School days
We got the house! We’re trying to arrange for early occupancy (i.e., renting for a week or two before official closing), because otherwise OmegaMom is likely to be arrested for murder, specifically, murder of OmegaDad, OmegaDotter, and OmegaDawg. The OmegaCats are okay, because they don’t push. Or get under foot. Or bang into me. Or any of those other things that Closeness, Extreme Closeness, brings to a family stuck in two rooms.
The house has an acre of land. It looks like a two-car garage with an apartment on top, but it has been remodeled inside, and the living room/kitchen area is bright and airy, with wood laminate floors. Downstairs is a smallish family room, a third bedroom, the laundry, and a second bathroom.
And there are closets. I am in heaven.
Elementary school, it turns out, is just a few blocks away from the new house. So today OmegaDotter and I trotted off to the new school to register.
Let’s see what’s truly different about school in Alaska:
- One of the hazards your child is to be warned about, if the child is going to walk or bike to school, is moose. There is a line in the parents’ handbook that advises parents to tell their child what to do in case of a moose encounter. Um. I’m kind of clueless there, folks. What does one do in case of a moose encounter???
- Recess every day, unless the wind chill is lower than -10F. Yes, that’s minus 10 degrees Fahrenheit.
- Students may not bring sleds or skis to school. The school will, however, provide roll-up sleds for recess…no skis, though.
- PE includes cross-country skiing. Okay, maybe they do provide skis.
- Students bringing ice skates to school must have blade covers for the skates. You will be interested to know that a paper bag is not considered a skate bag by this elementary school. Who’d've thunk it.
- Unlike Arizona, where the alternate language is likely to be Spanish, here it’s Russian. So, the letter for the English-as-a-second-language folks is written in Cyrillic.
- Students must bring snowpants to school.
- The emergency drills include earthquake preparedness. The emergency procedures include a requirement for a local person to pick up your child, since so many Small Alaska Town residents actually work 40-50 miles away in Big City, and there are some bridges that could collapse in case of an earthquake.
Some Alaska observations:
- I didn’t realize just how accustomed I was to multiple state license plates until I got here.
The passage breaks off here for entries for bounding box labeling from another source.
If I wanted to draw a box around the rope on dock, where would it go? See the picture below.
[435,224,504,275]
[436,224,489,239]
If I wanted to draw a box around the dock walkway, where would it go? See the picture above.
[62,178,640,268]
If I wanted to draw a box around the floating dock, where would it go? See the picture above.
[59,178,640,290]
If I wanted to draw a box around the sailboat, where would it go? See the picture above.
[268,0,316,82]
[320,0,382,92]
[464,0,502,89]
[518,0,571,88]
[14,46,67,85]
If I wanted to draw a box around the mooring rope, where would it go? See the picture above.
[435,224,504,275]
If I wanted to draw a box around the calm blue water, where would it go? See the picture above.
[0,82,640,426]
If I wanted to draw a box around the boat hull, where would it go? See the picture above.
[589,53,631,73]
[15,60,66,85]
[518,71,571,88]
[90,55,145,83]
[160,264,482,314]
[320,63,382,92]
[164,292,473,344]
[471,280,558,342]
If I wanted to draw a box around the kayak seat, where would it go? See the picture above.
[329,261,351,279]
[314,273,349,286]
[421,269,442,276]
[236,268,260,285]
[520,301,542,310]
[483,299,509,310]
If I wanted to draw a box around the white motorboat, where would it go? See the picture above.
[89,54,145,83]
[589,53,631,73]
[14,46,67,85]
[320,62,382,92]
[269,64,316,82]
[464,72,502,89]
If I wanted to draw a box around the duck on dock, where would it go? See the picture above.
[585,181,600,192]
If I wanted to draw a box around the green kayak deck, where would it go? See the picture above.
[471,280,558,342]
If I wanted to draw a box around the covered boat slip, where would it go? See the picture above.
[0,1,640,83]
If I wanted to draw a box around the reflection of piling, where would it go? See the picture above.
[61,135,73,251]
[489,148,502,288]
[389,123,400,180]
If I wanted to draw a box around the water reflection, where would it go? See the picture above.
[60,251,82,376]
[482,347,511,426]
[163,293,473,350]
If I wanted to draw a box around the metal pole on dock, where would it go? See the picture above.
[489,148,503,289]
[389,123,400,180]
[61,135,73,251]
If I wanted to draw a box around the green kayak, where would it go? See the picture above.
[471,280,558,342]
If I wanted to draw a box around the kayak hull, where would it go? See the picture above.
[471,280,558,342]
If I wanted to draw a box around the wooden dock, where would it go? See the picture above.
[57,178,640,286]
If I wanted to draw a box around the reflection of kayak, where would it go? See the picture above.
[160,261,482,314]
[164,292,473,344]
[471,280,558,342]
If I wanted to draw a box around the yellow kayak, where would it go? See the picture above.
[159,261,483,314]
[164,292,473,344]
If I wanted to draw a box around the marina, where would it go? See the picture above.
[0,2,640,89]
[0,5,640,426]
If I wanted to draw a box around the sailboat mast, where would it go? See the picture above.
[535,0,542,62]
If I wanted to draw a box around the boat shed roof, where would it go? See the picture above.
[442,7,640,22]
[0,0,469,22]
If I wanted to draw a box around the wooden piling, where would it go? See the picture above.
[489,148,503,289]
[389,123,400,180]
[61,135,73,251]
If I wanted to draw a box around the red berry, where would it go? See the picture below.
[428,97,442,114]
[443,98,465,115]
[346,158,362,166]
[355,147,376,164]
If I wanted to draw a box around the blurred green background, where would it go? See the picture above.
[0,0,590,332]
I have seen one non-Alaska plate that isn’t on our car; it was from Florida.
- Someone in the know tells me that the reason for all the latte shacks is that 40-60% of the adults in Small Alaska Town work in Big City, and that the wintertime drive requires a jolt of java to wake one up going and keep one awake returning.
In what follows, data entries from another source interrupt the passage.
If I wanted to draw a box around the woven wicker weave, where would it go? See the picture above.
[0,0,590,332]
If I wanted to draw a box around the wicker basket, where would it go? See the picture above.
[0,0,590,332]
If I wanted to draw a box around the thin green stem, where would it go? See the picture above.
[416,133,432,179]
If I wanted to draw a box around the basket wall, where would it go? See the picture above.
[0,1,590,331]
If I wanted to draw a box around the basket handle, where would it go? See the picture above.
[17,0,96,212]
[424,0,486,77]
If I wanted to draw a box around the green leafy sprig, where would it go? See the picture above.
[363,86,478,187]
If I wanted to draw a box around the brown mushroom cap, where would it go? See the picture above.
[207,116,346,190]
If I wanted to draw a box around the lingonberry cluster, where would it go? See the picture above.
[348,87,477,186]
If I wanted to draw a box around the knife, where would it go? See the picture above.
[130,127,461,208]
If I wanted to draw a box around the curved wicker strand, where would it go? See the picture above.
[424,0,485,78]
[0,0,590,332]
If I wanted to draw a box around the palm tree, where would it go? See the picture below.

- I’ve found Small Alaska Town’s playground: Margaret Pass. Way up Margaret Pass, there’s a glacier that pumps lots of water into the Little Lady River, which rumbles and tumbles downhill over huge boulders next to the road up the pass. This is a gorgeous river, with icy blue water. It’s supposed to have lots of salmon. (This is Good.) The Margaret Pass road is perfect for a nap run for the dotter.
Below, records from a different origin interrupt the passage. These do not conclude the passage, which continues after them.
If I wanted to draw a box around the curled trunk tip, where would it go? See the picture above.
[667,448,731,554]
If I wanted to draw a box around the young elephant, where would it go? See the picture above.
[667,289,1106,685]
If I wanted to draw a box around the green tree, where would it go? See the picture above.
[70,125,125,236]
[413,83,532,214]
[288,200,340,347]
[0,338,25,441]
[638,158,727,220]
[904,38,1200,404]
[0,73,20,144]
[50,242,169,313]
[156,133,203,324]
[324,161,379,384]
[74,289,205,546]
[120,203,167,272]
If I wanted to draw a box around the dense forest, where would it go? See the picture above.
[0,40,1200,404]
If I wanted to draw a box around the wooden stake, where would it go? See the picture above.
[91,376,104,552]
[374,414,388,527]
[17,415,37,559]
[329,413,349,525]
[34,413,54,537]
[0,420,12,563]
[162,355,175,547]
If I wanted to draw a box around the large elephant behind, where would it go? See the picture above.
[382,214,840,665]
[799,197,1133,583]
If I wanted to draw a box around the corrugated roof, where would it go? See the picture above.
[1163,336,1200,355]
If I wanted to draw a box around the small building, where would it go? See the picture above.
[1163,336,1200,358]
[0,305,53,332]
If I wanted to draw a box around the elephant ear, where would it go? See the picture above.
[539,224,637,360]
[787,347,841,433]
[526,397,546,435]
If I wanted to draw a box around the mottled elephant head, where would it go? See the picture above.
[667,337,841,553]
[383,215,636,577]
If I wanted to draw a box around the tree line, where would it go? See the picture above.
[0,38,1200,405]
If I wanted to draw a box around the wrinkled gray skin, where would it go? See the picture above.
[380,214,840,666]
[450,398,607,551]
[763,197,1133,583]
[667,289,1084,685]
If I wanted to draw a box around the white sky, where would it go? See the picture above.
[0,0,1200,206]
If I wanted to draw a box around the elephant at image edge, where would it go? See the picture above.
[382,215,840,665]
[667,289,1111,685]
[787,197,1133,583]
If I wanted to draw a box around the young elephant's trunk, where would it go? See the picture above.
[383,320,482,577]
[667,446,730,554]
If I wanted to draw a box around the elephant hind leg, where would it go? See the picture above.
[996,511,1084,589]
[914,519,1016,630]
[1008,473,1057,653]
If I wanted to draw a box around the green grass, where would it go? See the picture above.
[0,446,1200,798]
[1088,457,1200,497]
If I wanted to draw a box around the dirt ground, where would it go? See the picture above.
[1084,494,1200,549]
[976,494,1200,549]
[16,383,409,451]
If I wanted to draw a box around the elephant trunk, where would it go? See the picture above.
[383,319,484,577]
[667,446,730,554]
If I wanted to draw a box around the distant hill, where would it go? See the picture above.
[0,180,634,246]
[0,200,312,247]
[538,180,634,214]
- If you’ve ever heard of the “Bridge to Nowhere”, a classic Alaska boondoggle, I am now here to tell you that the Bridge to Nowhere is not a boondoggle. The lower 48 media portrays it as a bridge that connects two areas that don’t have anything–one side just empty land, the other side a tiny Eskimo village. The lower 48 media needs to do its homework better…Small Alaska Town and its environs is a bedroom community for Big City, and to get to SAT from BC requires a drive up one side of a large ocean arm, crossing the river, and then driving back west along the other side of the ocean arm. It turns out that the “tiny Eskimo village” is a whole slew of suburban subdivisions, and the Bridge to Nowhere would actually provide a shorter commute, save gas, and keep emissions down.
After a few days of chilly rain, we have had a few days of glorious 70s sunshine. With the sunshine comes action similar to Arizona’s monsoon season: the mountains to all sides develop thunderheads atop their peaks, classic cumuli towering up into the sky, with iron-grey undersides. Small Alaska Town valley, though, is drenched in the sunshine.